Late night comedy trying to cash in on reality TV President

There’s a cliche in this business that “all publicity is good publicity.” Like everything else, that’s a relative truism, but if you’re one to subscribe to that notion, then you probably think Donald Trump is having the best year ever.
No single media source can get enough of Trump. There were a few days last week on CNN that every single aggregated top story on their app had “Trump” in the headline. Look at the Associated Press string and half the “Top Stories” are Trump! Trump! Trump!

But, perhaps, the industry most appreciative of the nation’s bottomless appetite for all things Trump is late night comedy. From the resurgence of Saturday Night Live as, essentially, a Trump-skewering vehicle for liberal commiseration, to the topical shift on The Late Show, Trump-heavy content has become real currency for primetime and late night programming.

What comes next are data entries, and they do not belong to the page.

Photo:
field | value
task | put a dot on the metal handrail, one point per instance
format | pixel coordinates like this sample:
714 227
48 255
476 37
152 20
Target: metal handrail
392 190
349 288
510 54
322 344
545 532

The Trump-heavy content ranges from the wink-wink, nudge-nudge quips on Colbert and Fallon, to the off the reservation skewering from the likes of John Oliver, whose “Last Week Tonight” painted the President as an inept coward hiding behind his desk, complete with the caption: “Scary times call for a scared man…”

And, of course, there’s Saturday Night Live, where just about every member of the cast is trying to figure out which member of Trump’s cabinet to impersonate, so they can play opposite Alec Baldwin and, well, pretty much every episode. Even guest stars are getting into the act after Melissa McCarthy recently took on press secretary Sean Spicer for one of the most viral bits in weeks.

On The Daily Show, Trevor Noah can always be counted on to take whatever Trump has said and done throughout the day and trying to spin it for snarky laughter. And, of course, TDS alum, Samantha Bee, is a constant critic of all things Trump.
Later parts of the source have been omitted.